Organizacyjne inspiracje: kuchnia
Źródło 1 Źródło 2 Źródło 3 Źródło 4
Witajcie 🙂 Dzisiaj mam dla Was porcję kuchennych inspiracji, ale takich których na pierwszy rzut oka nie widać. Przy urządzaniu kuchni zwykle to wybór frontów szafek i blatów spędza nam sen z powiek (i słusznie, bo przecież to jest najważniejsze :)), ale warto też pomyśleć o tym co chcemy mieć w środku. Nie musimy ograniczać się do zwykłej półki przedzielającej szafkę na dwie części, bo możliwości są ogromne.
Mimo że czas urządzania od podstaw mojej kuchni pewnie szybko nie nadejdzie, to zachwycam się jak mała dziewczynka, gdy widzę takie genialne rozwiązania. Przy takim wyposażeniu nie można mieć bałaganu!
Wyjeżdżające półki podbiły moje serce i na pewno taka szafka będzie w mojej wymarzonej kuchni.
Źródło 1 Źródło 2 Źródło 3 Źródło 4
Szuflada z pierwszego zdjęcia zachwyca mnie za każdym razem, gdy ją widzę. Możliwość dostosowania przegródek do naszych potrzeb jest idealnym rozwiązaniem dla osób, które lubią co jakiś czas zmienić ustawienie talerzy na półce (tak jak ja:)).

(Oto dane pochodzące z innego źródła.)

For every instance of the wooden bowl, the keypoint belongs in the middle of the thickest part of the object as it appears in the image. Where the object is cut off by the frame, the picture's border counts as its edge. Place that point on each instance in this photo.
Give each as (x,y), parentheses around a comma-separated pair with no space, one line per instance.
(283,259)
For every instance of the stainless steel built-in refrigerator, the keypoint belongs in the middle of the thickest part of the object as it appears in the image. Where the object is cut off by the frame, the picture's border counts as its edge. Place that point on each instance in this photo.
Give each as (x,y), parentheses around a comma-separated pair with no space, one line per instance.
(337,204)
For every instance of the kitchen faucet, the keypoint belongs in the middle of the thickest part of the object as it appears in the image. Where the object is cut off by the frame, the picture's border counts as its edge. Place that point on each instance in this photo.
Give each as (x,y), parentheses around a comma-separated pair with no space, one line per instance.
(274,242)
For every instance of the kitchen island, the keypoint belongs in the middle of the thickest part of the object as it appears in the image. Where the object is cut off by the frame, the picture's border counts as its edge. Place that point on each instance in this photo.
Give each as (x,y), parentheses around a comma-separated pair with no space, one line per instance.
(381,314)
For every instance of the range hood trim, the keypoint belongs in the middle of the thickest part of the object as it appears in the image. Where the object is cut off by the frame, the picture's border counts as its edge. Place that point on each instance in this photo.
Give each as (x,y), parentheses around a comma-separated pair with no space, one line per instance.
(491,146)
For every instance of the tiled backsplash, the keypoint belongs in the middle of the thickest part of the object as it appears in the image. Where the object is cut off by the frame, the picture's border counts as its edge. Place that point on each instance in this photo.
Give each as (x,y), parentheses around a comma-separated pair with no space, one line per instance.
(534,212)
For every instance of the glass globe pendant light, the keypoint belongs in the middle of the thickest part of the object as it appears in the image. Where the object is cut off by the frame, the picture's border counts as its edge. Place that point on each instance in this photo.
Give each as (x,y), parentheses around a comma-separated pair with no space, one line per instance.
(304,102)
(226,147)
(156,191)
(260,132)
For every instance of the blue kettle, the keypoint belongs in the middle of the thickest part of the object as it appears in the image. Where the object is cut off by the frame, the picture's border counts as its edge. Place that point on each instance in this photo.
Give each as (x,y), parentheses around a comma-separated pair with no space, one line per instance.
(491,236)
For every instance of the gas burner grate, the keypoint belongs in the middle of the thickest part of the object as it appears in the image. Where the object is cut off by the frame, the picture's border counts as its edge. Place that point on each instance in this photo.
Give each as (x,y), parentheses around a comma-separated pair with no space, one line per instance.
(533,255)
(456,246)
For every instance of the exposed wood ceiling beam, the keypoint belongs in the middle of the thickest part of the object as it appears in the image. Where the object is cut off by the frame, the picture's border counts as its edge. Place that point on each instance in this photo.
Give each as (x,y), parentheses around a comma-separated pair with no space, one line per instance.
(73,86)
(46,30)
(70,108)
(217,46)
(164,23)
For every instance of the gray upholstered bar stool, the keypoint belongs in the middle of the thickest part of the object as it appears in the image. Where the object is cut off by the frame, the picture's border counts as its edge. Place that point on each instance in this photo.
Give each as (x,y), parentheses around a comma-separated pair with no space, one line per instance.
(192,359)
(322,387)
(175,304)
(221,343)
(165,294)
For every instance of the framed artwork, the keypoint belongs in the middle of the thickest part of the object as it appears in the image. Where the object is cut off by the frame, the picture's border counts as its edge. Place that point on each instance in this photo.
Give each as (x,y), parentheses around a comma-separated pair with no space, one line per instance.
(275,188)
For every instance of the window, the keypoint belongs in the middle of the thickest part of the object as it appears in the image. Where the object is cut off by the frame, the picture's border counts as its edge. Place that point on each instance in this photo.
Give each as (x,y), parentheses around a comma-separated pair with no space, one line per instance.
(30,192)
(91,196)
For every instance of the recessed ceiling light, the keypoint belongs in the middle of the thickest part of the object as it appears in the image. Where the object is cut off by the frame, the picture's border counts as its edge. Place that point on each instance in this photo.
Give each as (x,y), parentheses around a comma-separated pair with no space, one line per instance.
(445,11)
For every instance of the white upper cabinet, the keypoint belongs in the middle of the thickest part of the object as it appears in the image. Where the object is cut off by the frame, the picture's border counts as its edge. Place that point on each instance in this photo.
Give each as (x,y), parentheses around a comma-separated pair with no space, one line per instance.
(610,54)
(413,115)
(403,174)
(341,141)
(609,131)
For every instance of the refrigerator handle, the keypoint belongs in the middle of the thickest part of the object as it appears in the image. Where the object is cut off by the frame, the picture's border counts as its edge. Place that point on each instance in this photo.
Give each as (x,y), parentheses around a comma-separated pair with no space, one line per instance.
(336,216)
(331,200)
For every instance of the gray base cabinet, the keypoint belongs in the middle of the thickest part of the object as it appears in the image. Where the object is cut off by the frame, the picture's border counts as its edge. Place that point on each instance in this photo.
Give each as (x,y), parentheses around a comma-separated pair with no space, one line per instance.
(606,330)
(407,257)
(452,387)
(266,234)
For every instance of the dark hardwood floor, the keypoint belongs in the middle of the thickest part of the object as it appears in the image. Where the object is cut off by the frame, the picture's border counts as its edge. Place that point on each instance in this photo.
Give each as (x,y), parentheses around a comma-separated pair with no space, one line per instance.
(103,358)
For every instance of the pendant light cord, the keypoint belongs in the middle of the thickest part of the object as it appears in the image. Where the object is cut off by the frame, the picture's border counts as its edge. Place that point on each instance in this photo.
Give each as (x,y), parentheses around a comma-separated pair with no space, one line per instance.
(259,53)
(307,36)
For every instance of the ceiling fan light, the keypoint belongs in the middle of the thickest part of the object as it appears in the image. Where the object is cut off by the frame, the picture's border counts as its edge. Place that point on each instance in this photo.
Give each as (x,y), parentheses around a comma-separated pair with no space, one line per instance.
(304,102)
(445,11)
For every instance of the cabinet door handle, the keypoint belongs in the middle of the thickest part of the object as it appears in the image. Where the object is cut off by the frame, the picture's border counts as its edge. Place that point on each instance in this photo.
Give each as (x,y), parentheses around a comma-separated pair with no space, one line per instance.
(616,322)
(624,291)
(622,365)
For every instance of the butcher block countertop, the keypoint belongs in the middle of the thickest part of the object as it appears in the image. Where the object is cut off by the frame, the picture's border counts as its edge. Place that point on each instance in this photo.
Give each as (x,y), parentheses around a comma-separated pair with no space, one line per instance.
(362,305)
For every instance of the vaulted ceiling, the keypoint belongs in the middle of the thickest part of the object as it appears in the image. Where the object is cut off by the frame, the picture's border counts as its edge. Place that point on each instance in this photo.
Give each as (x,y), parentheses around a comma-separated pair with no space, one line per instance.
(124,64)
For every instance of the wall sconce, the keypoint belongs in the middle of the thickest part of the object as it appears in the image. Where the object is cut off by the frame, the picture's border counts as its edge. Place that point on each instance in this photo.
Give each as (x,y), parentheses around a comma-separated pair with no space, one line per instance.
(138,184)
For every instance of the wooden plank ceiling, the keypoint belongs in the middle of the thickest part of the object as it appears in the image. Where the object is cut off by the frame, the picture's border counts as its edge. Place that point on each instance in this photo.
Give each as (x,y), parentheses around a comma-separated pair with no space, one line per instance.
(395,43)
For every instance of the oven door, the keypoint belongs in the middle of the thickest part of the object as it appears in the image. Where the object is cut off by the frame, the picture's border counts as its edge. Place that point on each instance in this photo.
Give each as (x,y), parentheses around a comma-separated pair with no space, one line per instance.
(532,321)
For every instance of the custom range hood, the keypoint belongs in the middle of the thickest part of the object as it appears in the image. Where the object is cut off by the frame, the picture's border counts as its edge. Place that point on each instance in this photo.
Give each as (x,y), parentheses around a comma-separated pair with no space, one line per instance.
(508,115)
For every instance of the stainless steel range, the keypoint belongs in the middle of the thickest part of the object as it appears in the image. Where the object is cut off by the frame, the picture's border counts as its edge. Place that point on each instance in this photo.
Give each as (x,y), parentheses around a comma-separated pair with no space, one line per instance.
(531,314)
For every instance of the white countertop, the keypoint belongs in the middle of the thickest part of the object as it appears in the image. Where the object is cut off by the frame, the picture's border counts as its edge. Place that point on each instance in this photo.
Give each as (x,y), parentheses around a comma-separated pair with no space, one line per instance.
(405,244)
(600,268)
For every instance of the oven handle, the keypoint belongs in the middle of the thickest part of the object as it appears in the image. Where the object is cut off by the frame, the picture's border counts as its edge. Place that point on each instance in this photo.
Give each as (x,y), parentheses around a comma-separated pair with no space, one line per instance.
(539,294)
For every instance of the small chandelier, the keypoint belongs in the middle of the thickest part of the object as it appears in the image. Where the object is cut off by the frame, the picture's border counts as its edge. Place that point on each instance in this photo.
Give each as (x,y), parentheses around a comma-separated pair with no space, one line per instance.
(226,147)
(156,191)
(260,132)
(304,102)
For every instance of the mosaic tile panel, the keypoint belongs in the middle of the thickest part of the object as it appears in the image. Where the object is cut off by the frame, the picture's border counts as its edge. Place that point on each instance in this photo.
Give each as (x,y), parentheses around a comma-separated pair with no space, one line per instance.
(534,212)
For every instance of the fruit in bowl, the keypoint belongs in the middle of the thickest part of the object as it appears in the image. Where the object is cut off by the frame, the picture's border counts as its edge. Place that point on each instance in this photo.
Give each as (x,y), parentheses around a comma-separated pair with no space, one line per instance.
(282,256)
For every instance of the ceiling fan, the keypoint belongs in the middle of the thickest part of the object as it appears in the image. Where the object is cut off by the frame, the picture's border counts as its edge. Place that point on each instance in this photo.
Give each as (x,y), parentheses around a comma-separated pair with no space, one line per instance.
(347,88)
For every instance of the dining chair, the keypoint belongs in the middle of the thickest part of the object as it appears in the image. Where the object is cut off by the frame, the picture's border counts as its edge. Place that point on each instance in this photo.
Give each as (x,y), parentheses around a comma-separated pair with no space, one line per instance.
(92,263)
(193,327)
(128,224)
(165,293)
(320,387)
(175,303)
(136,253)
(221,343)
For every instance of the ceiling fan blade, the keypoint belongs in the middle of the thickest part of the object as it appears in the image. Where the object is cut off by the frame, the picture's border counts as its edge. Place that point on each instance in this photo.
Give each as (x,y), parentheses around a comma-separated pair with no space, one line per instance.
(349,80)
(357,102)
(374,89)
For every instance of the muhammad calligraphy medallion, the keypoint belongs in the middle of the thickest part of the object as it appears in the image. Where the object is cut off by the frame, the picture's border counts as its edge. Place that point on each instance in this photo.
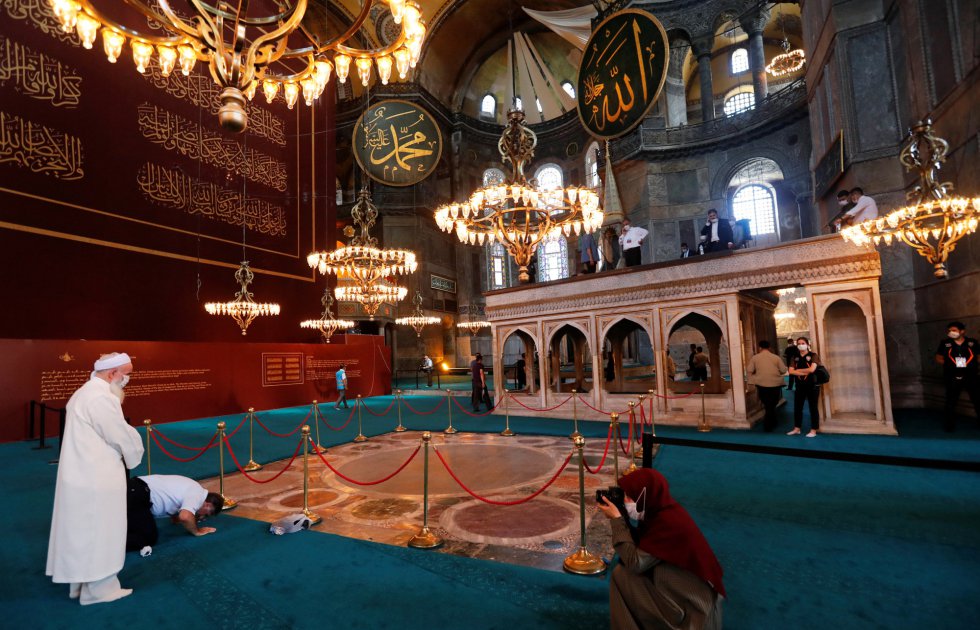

Źródło 1 Źródło 2 Źródło 3 Źródło 4
Dwa ostatnie sposoby są najłatwiejsze do zrealizowania, bo nie wymagają nowych szafek, a pozwalają na świetną organizację. Genialnym sposobem jest też wykorzystanie deski do pizzy, która może być obrotową półką, np. na kubki czy artykuły spożywcze. Nie musimy wtedy chować się w głąb szafki, żeby znaleźć potrzebną rzecz, wystarczy obrócić. I nie tracimy czasu na poszukiwania!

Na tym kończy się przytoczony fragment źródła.